Myth: Shaping Our Minds Through Pleasure and Fear

Strabo, Geography 1.2.8

“For every illiterate and uneducated person is in some way a child and delights in the same way in stories—similar as well is the case of a person educated moderately. For this person is not ruled by reason, and this is the custom from childhood. Since the marvelous is not only sweet but also frightening, there is a need for both types for children and those in the next age. We use the sweet stories to encourage children and the the frightening ones to discourage them. The Lamia, for example, is a story like this, as is that of Ephialtes and Mormolukê.

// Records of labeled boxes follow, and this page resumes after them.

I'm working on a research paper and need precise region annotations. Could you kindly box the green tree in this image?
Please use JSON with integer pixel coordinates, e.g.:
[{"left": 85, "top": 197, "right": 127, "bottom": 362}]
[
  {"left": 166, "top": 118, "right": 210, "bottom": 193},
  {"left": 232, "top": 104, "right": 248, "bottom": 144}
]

Many of those who live in cities are compelled toward certain action by incitements of myths when they hear the poets praising the mythical courageous deeds—the deeds of Herakles or Theseus—or the honors accorded from the gods or when they see Zeus in a picture, or cult image, or images signaling the mythical tale in some way. To discourage them, they have tales whenever there are punishments from the gods and fears or threats or things they have received through some tale or unexpected punishment even if they believe it has happened to other people.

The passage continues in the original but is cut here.